FOOTBALL – Après la trêve internationale, les seconds couteaux parisiens ont assuré l’essentiel face à Reims (3-0)…

Lorsque Jérémy Ménez et Laurent Blanc se croisent près du banc de touche, la rencontre ne se termine pas forcément par un coup de pied dans une bouteille d’eau, des regards menaçants et un retour au vestiaire fracassant. Après quinze jours de trêve internationale, le match de Reims a au moins apporté cette information à une équipe où certains suppléants ont parfaitement tenu leur rang (3-0).

En l’absence de plusieurs cadres (Cavani, Lavezzi, Matuidi), laissés au repos avant le match de mercredi contre l’Olympiakos en Ligue des champions, l’auteur du deuxième but parisien n’avait pas le droit à l’erreur comme d’autres habitués du banc, Digne, Jallet et dans une moindre mesure, Rabiot que Laurent Blanc utilise de plus en plus souvent (12 matchs). Quatre profils que Didier Deschamps a pu revoir à l’œuvre, lui qui a toujours fait du temps de jeu un pré-requis indispensable à toute convocation.

Un départ au mercato?

S’il souhaite un avis extérieur, Dédé, peut déjà consulter celui de Raymond Domenech qui enverrait bien Digne, Ménez et Rabiot au Brésil en juin prochain. «Ce Ménez là peut jouer à la place de n'importe qui!», tweete le prédécesseur de Deschamps, convaincu par son match en Champagne. Pour lui comme les autres recalés du barrage contre l’Ukraine, le défi est maintenant de réitérer ce genre de prestation. A condition d’en avoir l’occasion.

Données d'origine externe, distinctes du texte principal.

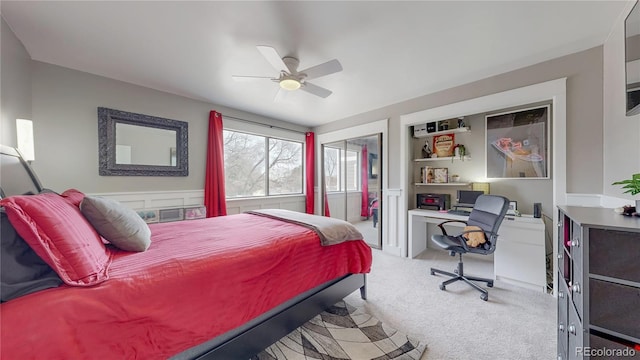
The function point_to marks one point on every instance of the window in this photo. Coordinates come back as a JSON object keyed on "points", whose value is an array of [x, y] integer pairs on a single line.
{"points": [[246, 172], [336, 162]]}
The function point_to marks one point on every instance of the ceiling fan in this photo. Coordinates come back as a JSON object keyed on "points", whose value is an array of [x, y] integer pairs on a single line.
{"points": [[292, 79]]}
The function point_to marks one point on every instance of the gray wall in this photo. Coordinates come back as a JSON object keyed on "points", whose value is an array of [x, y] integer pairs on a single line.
{"points": [[65, 119], [16, 84], [584, 72]]}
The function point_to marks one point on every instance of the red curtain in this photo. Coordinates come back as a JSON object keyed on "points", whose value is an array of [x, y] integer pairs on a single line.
{"points": [[214, 196], [364, 176], [310, 164]]}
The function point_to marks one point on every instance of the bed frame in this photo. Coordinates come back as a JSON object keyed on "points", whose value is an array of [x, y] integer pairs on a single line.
{"points": [[258, 334]]}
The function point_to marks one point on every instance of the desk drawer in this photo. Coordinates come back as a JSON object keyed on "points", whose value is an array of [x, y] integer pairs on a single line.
{"points": [[615, 307], [624, 247], [602, 348]]}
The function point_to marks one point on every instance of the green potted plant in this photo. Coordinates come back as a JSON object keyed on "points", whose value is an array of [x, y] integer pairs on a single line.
{"points": [[631, 186]]}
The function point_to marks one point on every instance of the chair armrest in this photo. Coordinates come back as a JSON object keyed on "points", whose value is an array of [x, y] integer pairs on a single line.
{"points": [[444, 232]]}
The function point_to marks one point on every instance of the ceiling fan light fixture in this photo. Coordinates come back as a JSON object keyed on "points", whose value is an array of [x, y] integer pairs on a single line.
{"points": [[290, 84]]}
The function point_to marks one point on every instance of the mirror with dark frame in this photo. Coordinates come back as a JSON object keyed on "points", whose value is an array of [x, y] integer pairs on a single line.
{"points": [[632, 60], [133, 144]]}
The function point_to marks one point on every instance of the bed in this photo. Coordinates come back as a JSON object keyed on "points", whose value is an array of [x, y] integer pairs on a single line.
{"points": [[217, 288]]}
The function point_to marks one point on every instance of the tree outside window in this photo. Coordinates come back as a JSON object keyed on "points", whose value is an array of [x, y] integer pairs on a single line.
{"points": [[246, 173]]}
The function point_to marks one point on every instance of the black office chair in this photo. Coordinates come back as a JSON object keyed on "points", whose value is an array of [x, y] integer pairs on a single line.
{"points": [[487, 214]]}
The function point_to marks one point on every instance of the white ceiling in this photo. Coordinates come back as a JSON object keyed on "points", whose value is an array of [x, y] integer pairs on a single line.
{"points": [[390, 51]]}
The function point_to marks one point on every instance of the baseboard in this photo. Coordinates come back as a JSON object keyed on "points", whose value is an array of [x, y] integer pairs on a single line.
{"points": [[596, 200]]}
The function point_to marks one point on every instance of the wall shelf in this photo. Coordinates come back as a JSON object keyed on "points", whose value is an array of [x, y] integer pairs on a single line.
{"points": [[444, 184], [466, 157], [450, 131]]}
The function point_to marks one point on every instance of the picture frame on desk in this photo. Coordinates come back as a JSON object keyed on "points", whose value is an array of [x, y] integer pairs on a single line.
{"points": [[517, 144]]}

Alors que l’équipe est lancée dans un marathon de neuf matchs jusqu’à Noël, soit un tous les trois jours, le coach du PSG assure que «tout le monde» sera sollicité: «Je n’aime pas parler des cas individuels mais la concurrence est là. Il faut être patient, on a une équipe qui tourne bien. Quand on vous donne la possibilité d’avoir du temps de jeu, il faut être bon. Parce que sinon, il faudra être encore plus patient.» S’ils ne parviennent pas vaincre la concurrence, une dernière option s’offre à ceux qui rêvent encore de séduire Deschamps: l’exil au mercato, à la manière d’un Mamadou Sakho. Une piste que n’exclut pas Jérémy Menez, dont le nom circulerait toujours en Italie et à Monaco.